NRB works through a combination of centralised systems (national database and head office functions) and devolved operations (district registration offices, health-facility registration points and other partner registration locations) to reach rural and urban populations.

== Key initiatives and projects ==
=== National Registration and Identification System (NRIS) ===
NRIS is the NRB’s core digital programme: a national database and IT platform that links civil registration records (births, deaths, marriages) to identity records and identity-management processes (enrolment, biometric capture for persons aged 16+, card issuance, renewals and identity verification). The NRIS project has been supported by international partners and development finance to build systems, procurement, training and rollout.

=== Mass registration and ID issuance (2017 onward) ===
NRB carried out mass registration drives (notably the nationwide registration of citizens for national ID issuance starting in 2017) to expand coverage of identity documentation for persons aged 16 and above and de-duplicate identity records. These drives aimed to provide secure identity credentials and to support inclusion in services such as banking and social programmes.

=== Civil registration improvements & decentralisation ===
Since 2015 NRB has expanded the issuance of birth and death certificates and worked to decentralise registration to district offices and health facilities (including partnerships with the Christian Health Association of Malawi and public hospitals) to improve timely registration of vital events. NRB has published forms and procedural guidance to standardise registration at health and community levels.

=== Strategic planning and donor partnership ===
NRB has developed multi-year strategic plans (for example the 2025–2030 strategic plan) and engaged partners (UNDP, EU, IOM, USAID and others) to support capacity building, system integration, digital ID solutions (including mobile/digital ID options) and improved vital statistics for planning.
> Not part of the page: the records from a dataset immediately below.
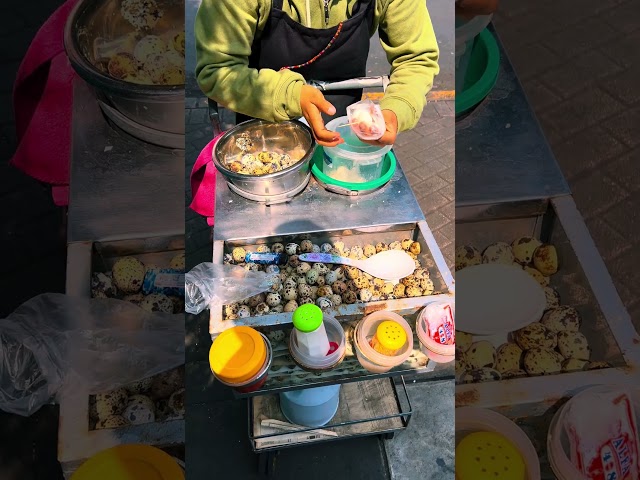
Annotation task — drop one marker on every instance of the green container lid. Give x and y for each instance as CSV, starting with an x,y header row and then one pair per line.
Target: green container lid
x,y
482,72
307,318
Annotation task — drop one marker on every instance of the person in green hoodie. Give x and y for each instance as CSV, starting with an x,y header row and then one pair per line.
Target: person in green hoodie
x,y
254,57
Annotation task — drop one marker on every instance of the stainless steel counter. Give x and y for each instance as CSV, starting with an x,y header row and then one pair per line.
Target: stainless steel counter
x,y
120,186
501,152
313,210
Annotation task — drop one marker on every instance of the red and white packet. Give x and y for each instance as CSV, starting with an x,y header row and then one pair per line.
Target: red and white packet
x,y
603,436
440,320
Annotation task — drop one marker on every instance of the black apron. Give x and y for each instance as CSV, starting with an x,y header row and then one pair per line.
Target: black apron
x,y
285,43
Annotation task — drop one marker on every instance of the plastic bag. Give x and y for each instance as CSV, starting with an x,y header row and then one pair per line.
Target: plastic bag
x,y
366,120
55,341
209,285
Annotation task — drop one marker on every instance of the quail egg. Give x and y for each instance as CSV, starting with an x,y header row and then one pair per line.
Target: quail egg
x,y
573,345
102,285
562,318
480,355
128,274
573,365
262,308
545,259
369,251
112,421
535,335
292,249
349,297
157,302
508,357
111,403
467,256
499,252
523,249
541,361
291,306
480,375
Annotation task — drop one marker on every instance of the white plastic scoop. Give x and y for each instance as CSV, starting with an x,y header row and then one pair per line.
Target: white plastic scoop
x,y
388,265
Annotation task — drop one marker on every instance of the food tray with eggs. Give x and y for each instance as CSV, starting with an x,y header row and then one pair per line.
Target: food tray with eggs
x,y
585,334
338,290
150,411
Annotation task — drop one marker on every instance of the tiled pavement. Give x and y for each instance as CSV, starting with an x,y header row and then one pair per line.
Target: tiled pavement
x,y
578,63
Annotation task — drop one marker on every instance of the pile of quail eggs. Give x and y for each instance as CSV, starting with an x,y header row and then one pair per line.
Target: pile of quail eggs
x,y
125,280
551,345
328,286
155,399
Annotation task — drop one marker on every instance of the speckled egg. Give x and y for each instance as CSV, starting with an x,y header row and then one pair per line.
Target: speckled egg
x,y
306,246
413,291
508,357
467,256
369,250
552,297
290,306
111,403
128,274
535,335
480,355
238,254
499,252
537,276
573,345
349,297
262,309
112,421
541,361
573,365
399,290
562,318
292,249
463,341
102,285
545,259
523,249
138,414
324,303
480,375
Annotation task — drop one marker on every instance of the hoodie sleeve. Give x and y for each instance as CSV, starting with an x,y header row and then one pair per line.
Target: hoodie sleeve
x,y
224,33
408,39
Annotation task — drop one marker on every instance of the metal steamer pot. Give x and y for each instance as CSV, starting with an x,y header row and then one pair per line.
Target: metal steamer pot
x,y
284,137
152,108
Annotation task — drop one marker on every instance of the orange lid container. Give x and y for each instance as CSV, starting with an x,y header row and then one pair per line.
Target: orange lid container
x,y
237,355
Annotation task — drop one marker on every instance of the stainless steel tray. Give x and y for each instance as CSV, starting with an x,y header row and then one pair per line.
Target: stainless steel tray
x,y
582,281
430,257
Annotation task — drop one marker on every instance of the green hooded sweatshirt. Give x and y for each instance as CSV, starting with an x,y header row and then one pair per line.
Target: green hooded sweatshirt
x,y
225,31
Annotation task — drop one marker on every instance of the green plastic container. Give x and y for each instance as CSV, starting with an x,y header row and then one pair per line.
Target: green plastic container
x,y
481,73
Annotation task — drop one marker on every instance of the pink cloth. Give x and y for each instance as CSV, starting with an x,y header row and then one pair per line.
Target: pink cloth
x,y
203,183
42,103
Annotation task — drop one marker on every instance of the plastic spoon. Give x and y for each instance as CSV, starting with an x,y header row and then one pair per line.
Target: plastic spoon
x,y
387,265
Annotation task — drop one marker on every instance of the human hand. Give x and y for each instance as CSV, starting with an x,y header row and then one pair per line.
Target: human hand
x,y
391,130
471,8
312,104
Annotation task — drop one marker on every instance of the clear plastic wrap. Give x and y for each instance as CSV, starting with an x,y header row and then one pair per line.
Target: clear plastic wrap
x,y
366,120
54,341
208,285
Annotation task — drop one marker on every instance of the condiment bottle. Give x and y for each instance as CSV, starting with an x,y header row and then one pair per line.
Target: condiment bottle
x,y
312,337
389,338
== Partnerships and funding ==
To implement NRIS and civil registration reforms, NRB collaborates with a range of partners: UNDP (technical and coordination support), USAID, the European Union, IOM, UNICEF (on CRVS strengthening), bilateral donors and civil society organisations. Funding has supported system procurement, training, field pilots, outreach campaigns and the production/distribution of certificates and identity cards.

== Importance and impacts ==
A functioning NRB and a reliable civil registration and national identity system underpin a range of governance and development outcomes:
- Legal identity — enables citizens to prove age, nationality and identity, which is necessary for access to education, health, voting, banking and social protection.
- Public administration & planning — accurate vital statistics and identity data support evidence-based planning, resource allocation and service delivery.
- Financial inclusion & security — the National ID has been adopted by some national regulators and institutions as primary ID for financial transactions, facilitating customer identification and anti-fraud measures.

== Challenges and criticisms ==
Public reports and civil society statements have highlighted implementation challenges common to national registration programmes, including:
- Coverage gaps — under-registration of births and incomplete coverage in remote areas remain challenges for achieving universal civil registration.
- Operational constraints — needs for continued investment in ICT systems, staff training, logistics for card production/distribution and decentralised service delivery.
- Privacy, data protection and trust — as NRIS centralises identity and biometric data, stakeholders (including civil society) stress the need for robust legal and technical safeguards on data protection, transparency about use of data and redress mechanisms during mass registration exercises. Civil society groups have issued public statements during registration drives urging safeguards and clarity.
NRB and partners have publicly acknowledged these issues and are pursuing system improvements, legal/operational safeguards and outreach to increase uptake and trust.